The anti-kitten-burning coalition was correct about the evils of kitten-burning, just as Alex Jones and his caller were correct about the evils of pedophilia. Both of those things are bad, evil, deplorable. But recognizing that fact doesn’t make one exceptional. No one is entitled to brownie points for expressing their opposition to kitten-burning. Nor is anyone entitled to special commendation for expressing their moral opposition to pedophilia. Not even if they express that opposition in graphic detail involving the jabbing of daggers into someone’s eyes.

Opposing atrocious cruelty is what makes you humane and human, not super-human. It only means that one is capable of the barest-minimum of basic moral decency. Such elementary level decency doesn’t set one apart from the rest of humanity, or set one up to be rewarded and honored above them. It is simply common decency — so-called because it involves a moral sense that is widely held in common by very nearly everyone else.

This is terribly frustrating by those rushing to perform their disapproval in the hopes that doing so will set them apart from, and above, everyone else. It’s no good finding out you’re just as good as the rest of the community if you’re trying to fulfill your need to think of yourself as better than them.

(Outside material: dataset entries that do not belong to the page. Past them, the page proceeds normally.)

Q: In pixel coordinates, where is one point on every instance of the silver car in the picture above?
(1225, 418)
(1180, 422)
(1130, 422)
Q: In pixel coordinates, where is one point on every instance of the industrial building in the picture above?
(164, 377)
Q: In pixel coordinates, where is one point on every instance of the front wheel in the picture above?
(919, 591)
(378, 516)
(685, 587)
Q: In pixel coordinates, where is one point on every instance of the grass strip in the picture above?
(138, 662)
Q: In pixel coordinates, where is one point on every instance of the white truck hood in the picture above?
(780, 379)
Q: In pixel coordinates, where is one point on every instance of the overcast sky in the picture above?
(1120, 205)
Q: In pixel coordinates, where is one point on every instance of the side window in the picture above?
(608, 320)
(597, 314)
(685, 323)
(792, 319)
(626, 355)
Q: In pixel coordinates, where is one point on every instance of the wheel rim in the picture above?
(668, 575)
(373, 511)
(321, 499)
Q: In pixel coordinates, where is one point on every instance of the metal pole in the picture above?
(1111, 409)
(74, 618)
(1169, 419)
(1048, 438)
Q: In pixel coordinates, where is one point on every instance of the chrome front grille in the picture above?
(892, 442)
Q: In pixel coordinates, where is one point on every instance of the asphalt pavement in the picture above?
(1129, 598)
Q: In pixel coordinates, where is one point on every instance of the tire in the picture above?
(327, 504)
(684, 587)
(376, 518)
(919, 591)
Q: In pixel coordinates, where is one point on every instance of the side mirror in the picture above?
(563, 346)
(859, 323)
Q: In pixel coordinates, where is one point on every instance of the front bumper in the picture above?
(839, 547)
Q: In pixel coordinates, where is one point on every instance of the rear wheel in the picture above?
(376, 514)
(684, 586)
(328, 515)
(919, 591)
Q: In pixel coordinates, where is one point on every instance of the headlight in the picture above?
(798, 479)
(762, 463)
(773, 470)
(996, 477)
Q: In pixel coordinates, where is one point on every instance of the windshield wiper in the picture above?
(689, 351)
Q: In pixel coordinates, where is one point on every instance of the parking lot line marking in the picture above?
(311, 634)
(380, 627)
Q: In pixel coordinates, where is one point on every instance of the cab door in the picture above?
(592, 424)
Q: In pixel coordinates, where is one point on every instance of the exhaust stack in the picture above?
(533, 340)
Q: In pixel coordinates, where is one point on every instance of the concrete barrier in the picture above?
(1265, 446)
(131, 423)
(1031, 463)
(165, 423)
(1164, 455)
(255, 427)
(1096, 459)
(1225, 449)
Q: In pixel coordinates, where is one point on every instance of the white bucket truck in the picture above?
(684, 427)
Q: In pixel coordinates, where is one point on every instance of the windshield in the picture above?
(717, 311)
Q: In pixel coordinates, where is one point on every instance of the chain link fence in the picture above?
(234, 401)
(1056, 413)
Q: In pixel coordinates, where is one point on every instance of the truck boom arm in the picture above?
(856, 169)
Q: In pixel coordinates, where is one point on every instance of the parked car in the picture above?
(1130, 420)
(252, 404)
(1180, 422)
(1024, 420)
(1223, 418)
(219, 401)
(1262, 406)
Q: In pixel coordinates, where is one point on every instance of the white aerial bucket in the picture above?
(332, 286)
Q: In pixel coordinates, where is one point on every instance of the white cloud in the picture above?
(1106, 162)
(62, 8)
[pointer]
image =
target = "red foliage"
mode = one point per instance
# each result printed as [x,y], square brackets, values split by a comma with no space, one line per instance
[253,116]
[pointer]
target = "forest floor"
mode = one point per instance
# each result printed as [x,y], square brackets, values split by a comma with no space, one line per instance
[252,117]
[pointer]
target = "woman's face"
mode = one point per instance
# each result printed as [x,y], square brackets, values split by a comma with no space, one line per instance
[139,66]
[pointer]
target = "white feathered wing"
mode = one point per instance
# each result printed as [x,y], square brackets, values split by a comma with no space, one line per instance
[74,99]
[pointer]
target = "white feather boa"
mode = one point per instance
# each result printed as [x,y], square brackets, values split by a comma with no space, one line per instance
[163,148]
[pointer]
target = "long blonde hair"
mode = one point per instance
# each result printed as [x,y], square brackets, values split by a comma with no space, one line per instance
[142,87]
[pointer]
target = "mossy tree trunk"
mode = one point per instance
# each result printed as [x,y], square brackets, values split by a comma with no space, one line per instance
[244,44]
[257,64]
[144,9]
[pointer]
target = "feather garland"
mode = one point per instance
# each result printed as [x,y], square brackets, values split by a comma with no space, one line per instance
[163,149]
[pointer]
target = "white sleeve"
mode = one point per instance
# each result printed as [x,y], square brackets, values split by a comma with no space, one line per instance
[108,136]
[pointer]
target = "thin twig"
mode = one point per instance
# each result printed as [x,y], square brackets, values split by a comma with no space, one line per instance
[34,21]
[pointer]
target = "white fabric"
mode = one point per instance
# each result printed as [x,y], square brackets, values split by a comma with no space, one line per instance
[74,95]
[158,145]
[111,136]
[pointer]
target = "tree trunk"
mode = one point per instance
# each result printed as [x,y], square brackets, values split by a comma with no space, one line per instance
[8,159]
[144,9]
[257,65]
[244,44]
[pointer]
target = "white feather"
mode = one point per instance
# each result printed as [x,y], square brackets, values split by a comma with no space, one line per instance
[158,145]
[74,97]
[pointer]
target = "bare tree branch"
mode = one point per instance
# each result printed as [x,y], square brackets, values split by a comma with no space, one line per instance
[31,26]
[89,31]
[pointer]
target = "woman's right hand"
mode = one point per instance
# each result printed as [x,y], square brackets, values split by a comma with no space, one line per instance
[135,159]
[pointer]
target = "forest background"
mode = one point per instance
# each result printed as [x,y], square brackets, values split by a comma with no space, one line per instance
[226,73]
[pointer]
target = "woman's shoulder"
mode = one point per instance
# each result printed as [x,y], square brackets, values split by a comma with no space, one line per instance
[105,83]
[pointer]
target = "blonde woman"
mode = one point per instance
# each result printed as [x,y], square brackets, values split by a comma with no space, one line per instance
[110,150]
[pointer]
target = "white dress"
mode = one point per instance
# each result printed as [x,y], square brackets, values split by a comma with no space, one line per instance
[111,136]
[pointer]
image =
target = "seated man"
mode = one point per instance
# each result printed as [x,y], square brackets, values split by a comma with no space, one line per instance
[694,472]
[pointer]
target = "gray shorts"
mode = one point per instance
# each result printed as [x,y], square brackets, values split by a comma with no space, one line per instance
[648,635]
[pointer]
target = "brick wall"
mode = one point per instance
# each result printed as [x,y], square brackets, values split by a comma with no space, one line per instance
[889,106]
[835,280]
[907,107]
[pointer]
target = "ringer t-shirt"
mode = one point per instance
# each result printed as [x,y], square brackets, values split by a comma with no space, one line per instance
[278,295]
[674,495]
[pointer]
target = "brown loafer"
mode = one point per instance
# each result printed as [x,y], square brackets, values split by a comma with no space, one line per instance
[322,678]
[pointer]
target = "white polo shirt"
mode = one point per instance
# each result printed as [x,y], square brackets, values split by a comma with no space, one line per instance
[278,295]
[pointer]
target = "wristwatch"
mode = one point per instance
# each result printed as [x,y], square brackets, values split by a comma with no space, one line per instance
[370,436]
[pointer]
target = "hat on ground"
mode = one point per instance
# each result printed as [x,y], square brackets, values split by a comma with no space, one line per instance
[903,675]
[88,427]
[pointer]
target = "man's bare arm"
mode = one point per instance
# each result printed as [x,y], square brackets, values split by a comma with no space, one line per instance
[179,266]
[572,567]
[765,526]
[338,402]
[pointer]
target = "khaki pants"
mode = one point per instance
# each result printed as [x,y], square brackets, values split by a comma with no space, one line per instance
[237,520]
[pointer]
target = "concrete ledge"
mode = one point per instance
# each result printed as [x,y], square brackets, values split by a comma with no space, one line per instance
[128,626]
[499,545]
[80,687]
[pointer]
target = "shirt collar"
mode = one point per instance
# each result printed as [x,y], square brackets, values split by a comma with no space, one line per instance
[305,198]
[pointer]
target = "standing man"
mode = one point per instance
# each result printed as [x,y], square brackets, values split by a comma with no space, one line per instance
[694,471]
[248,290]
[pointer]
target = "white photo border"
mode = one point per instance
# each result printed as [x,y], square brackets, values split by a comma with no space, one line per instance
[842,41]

So what you need, at that point, is something new — something you can condemn without everyone else ruining your moral exceptionalism by condemning it too. And thus you need to find something secret — some occult insight into the behind-the-scenes larger reality of what’s really going on. This makes conspiracy theories attractive. Embracing them will allow you to feel both morally and intellectually superior to others.

In order to set you apart as morally superior, the new horror involved in this conspiracy theory needs to be even worse than the real-world kitten-burning or pedophilia that all the commoners with their common decency are already condemning. And so you’ll need to posit a conspiracy involving some superlative evil — superlatively evil in both intent and consequence.

Thus, with an inevitability and predictability that is almost boring to behold, you will arrive at some variation of Satanic baby-killers. And thus you will wind up demonstrating your exceptional morality by striking a blow against these imagined Satanic baby-killers — by expelling the Jews from England, or trying women as witches, or defunding Planned Parenthood.

A child slave colony on Mars? Do people really believe that nonsense?

Yes they do. Because they need to feel better-than more than they want to be simply good. And that is “a process which, if followed to the end, will make us into devils” — into people capable of great foolishness and of great harm.